Both public and private restructuring create fragmentation because they prioritize the individual country or company at the expense of the common good. For example, the U.S. emphasis on reshoring has led to protectionist content requirements that alienate our friends and reduce economic efficiencies created by globalization. Our injection of security issues into economic policymaking has the same result. The same is true for companies. Injecting resilience, a noneconomic variable, into supply chain management leads to results that are more expensive and suboptimal.

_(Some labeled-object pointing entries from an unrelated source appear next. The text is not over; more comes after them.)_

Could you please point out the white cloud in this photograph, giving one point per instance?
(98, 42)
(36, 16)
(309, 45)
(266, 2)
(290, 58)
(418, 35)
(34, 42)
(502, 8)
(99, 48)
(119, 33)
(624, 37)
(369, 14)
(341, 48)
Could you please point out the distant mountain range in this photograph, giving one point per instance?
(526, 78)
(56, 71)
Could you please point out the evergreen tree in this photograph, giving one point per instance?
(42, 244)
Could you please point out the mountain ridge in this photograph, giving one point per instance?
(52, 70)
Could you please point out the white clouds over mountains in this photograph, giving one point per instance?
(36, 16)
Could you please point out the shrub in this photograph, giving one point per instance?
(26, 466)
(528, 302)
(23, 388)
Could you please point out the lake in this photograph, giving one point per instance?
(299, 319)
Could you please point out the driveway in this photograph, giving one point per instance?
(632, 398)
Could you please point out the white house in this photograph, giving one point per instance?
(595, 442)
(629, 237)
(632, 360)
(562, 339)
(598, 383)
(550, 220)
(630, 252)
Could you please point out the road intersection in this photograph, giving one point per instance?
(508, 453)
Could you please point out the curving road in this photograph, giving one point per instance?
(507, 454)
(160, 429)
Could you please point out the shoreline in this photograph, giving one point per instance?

One partial solution—“friend-shoring”—causes problems in turn because it requires governments to decide who is a friend, with repercussions for those that don’t make the cut. Unfortunately, friendship is not binary; it exists on a spectrum. So, we are negotiating critical minerals deals with Japan and the European Union, both clearly friends. Now, however, Indonesia wants in. If we agree, we lower the bar on friendship and commit to a more complicated negotiation. If we decline, we damage an important regional relationship, potentially deny ourselves access to minerals we need, and create further fragmentation.
Lost in translation are rules and the importance of adhering to them. We have a post-World War II framework for how countries should deal with each other, including, on the economic front, most-favored nation and national treatment principles. China has long broken those rules, and Russia has done so in a particularly spectacular way. The United States, sadly, is following that pattern, and we can see other countries following those examples.
Most of these actions are taken in the name of national security, demonstrating that mutual trust has broken down, even among ostensible friends. The Biden administration is trying to restore trust among our friends and allies after the Trump years, but its actions don’t match its rhetoric in the economic sphere, where the United States acts in its own short-term interest at the expense of the rules and the global commons just like everybody else. We have been better than that and should get back to being better than that, but we have a long way to go.
William Reinsch holds the Scholl Chair in International Business at the Center for Strategic and International Studies in Washington, D.C.